As with requirement 1.2.3, requirement 11.1 was also put in place in response to that large breach as well as a number of other, unrelated breaches.  This requirement is also in response to the low cost of wireless networking equipment and the ease with which it can be implemented in a stealthy manner thus providing an attacker with a way into an organization’s network.  For reference, requirement 11.1 states:

“Test for the presence of wireless access points by using a wireless analyzer at least quarterly or deploying a wireless IDS/IPS to identify all wireless devices in use.”
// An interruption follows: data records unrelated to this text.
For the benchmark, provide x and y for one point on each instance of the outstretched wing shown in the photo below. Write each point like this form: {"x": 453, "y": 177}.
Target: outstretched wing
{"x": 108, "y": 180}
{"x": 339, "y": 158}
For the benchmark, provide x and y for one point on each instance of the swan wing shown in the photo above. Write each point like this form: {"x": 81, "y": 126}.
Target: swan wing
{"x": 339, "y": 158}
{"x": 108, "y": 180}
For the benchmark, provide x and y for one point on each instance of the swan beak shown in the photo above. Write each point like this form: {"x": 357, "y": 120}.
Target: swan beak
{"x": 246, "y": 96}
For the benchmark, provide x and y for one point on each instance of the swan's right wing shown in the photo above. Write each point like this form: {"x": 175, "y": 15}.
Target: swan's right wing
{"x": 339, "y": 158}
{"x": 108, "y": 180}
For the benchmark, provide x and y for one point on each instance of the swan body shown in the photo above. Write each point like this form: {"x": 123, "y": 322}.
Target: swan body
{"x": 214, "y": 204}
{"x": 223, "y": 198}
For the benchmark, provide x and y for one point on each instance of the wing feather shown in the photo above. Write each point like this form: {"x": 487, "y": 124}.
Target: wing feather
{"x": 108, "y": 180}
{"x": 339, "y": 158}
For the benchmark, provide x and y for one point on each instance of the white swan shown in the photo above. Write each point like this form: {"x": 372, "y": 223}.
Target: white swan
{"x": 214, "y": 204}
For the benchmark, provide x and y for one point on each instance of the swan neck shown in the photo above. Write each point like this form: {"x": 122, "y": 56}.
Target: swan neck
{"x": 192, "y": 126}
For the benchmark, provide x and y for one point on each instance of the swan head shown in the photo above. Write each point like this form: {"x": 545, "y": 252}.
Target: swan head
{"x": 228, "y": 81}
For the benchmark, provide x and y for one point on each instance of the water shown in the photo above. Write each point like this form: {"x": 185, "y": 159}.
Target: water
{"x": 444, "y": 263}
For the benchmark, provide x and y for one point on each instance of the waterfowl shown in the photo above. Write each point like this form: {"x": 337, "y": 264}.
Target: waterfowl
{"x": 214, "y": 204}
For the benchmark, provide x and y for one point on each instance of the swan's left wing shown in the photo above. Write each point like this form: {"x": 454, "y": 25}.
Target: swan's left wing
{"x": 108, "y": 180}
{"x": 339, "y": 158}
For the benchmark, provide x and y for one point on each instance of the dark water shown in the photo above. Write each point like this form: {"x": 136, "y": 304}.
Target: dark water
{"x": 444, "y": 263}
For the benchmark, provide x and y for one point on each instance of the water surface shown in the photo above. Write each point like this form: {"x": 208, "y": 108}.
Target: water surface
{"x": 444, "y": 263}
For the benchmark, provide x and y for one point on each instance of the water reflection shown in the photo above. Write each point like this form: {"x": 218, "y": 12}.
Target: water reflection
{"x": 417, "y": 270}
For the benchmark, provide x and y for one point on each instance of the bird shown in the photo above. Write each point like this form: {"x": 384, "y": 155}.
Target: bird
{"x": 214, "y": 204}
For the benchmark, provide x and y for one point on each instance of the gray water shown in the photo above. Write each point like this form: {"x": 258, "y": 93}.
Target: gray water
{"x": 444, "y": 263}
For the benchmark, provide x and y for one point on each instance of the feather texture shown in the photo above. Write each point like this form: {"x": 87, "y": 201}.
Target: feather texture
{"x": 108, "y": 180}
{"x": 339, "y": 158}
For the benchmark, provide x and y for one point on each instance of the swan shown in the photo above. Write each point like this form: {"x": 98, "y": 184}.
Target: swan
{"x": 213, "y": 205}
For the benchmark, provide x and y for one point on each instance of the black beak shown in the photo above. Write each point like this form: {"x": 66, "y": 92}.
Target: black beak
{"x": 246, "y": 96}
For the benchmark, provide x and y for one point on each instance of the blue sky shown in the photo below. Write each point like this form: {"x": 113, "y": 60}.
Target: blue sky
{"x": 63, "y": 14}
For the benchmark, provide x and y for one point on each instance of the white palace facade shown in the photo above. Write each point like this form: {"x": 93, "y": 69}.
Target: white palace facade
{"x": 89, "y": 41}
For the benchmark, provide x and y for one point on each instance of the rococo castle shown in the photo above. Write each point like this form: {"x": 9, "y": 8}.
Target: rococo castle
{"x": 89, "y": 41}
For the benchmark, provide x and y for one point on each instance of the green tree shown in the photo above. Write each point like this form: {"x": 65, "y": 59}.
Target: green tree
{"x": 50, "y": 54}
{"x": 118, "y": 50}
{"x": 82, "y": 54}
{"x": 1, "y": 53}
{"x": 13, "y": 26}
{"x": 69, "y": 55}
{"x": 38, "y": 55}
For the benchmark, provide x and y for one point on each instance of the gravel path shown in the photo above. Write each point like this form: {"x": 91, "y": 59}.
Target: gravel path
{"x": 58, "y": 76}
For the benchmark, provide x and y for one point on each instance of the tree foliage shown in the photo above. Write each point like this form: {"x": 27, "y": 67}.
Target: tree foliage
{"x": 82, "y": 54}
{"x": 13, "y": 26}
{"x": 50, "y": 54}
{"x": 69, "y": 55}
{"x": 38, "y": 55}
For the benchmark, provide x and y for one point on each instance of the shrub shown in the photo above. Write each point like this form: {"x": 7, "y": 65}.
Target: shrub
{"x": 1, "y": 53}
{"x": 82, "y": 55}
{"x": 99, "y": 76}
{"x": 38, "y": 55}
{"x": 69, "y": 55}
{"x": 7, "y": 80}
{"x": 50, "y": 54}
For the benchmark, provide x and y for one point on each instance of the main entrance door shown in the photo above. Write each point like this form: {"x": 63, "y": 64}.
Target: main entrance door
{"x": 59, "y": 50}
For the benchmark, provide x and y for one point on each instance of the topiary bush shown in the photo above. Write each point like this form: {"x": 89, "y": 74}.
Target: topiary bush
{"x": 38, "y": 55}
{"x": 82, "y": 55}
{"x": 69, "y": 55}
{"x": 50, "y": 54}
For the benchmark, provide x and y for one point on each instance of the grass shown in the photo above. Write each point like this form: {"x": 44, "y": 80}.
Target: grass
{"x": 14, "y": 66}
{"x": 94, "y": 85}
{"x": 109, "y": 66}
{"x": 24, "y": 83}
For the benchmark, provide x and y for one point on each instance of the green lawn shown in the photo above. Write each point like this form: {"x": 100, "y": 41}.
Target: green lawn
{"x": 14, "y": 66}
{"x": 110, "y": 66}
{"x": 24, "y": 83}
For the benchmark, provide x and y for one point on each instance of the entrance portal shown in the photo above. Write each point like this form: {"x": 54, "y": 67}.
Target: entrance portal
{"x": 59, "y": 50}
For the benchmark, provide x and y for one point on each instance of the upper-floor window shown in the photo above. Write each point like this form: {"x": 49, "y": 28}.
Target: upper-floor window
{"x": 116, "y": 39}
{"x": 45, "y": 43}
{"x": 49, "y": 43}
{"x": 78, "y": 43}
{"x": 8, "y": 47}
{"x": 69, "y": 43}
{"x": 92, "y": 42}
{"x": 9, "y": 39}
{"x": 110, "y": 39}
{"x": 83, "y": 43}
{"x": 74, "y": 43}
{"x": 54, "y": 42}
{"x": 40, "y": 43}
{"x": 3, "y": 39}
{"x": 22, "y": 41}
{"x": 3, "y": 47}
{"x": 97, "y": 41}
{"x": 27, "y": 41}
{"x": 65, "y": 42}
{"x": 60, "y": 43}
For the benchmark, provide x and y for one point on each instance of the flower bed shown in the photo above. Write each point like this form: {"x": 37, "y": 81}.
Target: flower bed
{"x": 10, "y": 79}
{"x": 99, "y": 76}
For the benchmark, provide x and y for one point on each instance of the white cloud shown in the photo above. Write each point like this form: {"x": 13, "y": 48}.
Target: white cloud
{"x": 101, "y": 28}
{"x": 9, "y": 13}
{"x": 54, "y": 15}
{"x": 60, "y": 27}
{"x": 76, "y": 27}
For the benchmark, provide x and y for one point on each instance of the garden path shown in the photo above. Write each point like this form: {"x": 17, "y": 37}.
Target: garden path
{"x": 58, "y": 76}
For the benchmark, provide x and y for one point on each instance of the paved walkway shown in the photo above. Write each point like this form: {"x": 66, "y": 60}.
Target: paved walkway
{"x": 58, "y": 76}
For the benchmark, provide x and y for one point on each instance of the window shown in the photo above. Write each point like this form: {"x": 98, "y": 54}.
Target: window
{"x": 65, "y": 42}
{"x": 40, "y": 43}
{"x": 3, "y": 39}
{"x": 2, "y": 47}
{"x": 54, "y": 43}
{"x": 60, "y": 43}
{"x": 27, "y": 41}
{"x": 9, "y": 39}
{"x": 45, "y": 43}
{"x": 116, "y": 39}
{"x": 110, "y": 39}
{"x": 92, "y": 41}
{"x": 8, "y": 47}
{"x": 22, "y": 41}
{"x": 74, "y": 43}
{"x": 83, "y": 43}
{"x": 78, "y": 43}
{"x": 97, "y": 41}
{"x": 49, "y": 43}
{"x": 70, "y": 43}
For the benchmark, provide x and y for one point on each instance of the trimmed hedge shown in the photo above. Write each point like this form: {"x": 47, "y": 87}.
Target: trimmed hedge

Whether an organization has wireless networking or not, the PCI DSS requires that the organization periodically assess its wireless networking posture to ensure that either wireless is still not present or that if wireless is used, that only the organization’s wireless is present on their network.

For an organization with only one or a few locations, this requirement is not that onerous.  However, for a Wal*Mart or Target with thousands of locations, scanning each of those locations on a quarterly basis is daunting.  As a result, you get wireless intrusion solutions such as those from Motorola and AirTight to automatically detect unapproved wireless devices.  While these solutions meet the requirements of 11.1, they can be expensive and difficult to implement, monitor and manage.  There is the alternative of implementing other controls on the network which can also be used to meet this requirement that I have discussed in another blog entry.  However, this compensating control has its drawbacks as well.

As with requirement 1.2.3, no organization can mark requirement 11.1 as ‘Not Applicable’ just because they do not have wireless networking implemented.

At the end of the day, the bottom line here is that all organizations are required to ensure that wireless networking is either not present on their network or, if present, it is only their wireless devices and that those wireless devices are appropriately implemented and secured.